Detroit Mayor Kwame Kilpatrick hosted a conference recently that was aimed at shaking up citizens, city employees and other elected officials. Its message, repeated over and over: Detroit is too small for its government. The immediate problem is that the city faces a $216 million deficit in the coming year, but that's just the start. Because population has plummeted and the tax base has eroded nearly as fast (just 12 percent of the city's revenues come from property taxes now), the deficit will only grow in the future. The answer, participants agreed, was for Detroit to have a government sized for a 900,000-person city rather than a 2-million-person one. "We're not hitting the [revenue] numbers," Kilpatrick said. "People need to understand the depth of the problem." And the solution? Kilpatrick's plan: layoffs, pay cuts, service reductions, changes in pensions and other benefits to employees and some new taxes. And that probably still isn't enough, the mayor said.
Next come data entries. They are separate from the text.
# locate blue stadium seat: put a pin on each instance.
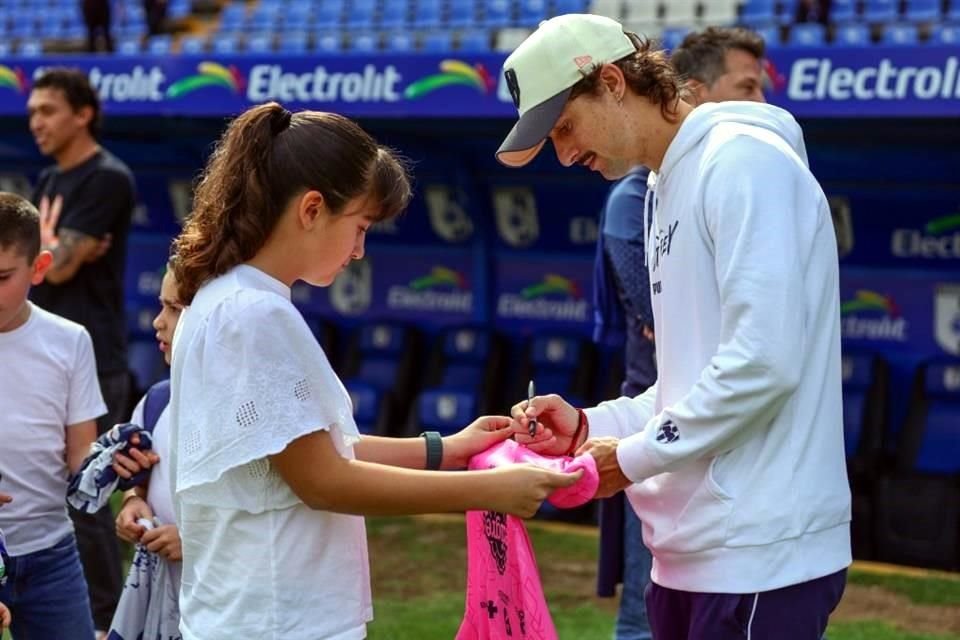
(496, 14)
(129, 46)
(953, 11)
(259, 43)
(360, 14)
(807, 34)
(563, 7)
(426, 14)
(475, 41)
(328, 15)
(770, 35)
(327, 42)
(945, 34)
(923, 11)
(880, 11)
(368, 407)
(758, 12)
(399, 42)
(30, 48)
(226, 43)
(843, 11)
(293, 42)
(159, 45)
(531, 12)
(900, 34)
(445, 411)
(852, 35)
(918, 503)
(673, 36)
(193, 45)
(364, 43)
(437, 42)
(394, 14)
(463, 14)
What's needed, he said, is a thorough rethinking of government operations with an eye toward reducing labor costs. "A lot of administrative spending is because we have little technology," he said, "so we use 100 people to do what Chicago is doing with three people, because we don't have the technology infrastructure."

VANISHING PARKING SPOTS

Want to hear a Boston resident rant? Ask him where he parks his car. In the past four years, the city has eliminated 700 parking meters, about 10 percent of the total, to help make government buildings more secure, establish new loading zones, create valet parking for restaurants and so on. At the same time, record numbers are driving into downtown. In the neighborhoods, parking stress levels may be even higher. Since 1990, the city has raised the number of residential parking permits it issues by 75 percent, with no increase in street parking. Result: Nightmare problems finding a parking spot close to home. So how many legal parking places are there in Boston? Nobody really knows. (They know the number of metered spots, but no one counts the unmetered ones.) Says the city's transportation commissioner, "Obviously there aren't enough. It's less than it was 10 years ago before the influx of SUVs." So how can the city continue handing out residential parking stickers, given the shortage of spots? "The program was never intended to guarantee a resident a parking space. It's more to give them a fighting chance," says the commissioner.

I AM NOT A CROOK

When you run for public office in the Miami suburb of Miramar, you do the things candidates do everywhere: You solicit donations, talk to civic clubs, file paperwork to be on the ballot. And you drop by the police department for fingerprints and mug shots. Miramar may be the only city in the country that requires candidates for local office to submit to a criminal background check, including fingerprints and mug shots, and it has done so for nearly 15 years. Why? There were some ugly incidents involving city officials in the late 1980s, and the commissioners felt that doing the background checks might help lift a cloud of suspicion over the government. Interestingly, none of the commissioners or candidates for the commission seems to mind the requirement. Said the mayor, "I would like to know if someone I would be contemplating [voting for] has a clear background check." Not surprisingly, civil liberties advocates have a different view. "I don't think gathering this information serves any useful purpose," said the director of the state ACLU chapter. City officials said they couldn't think of a single citizen who has ever asked for the reports, which are public record.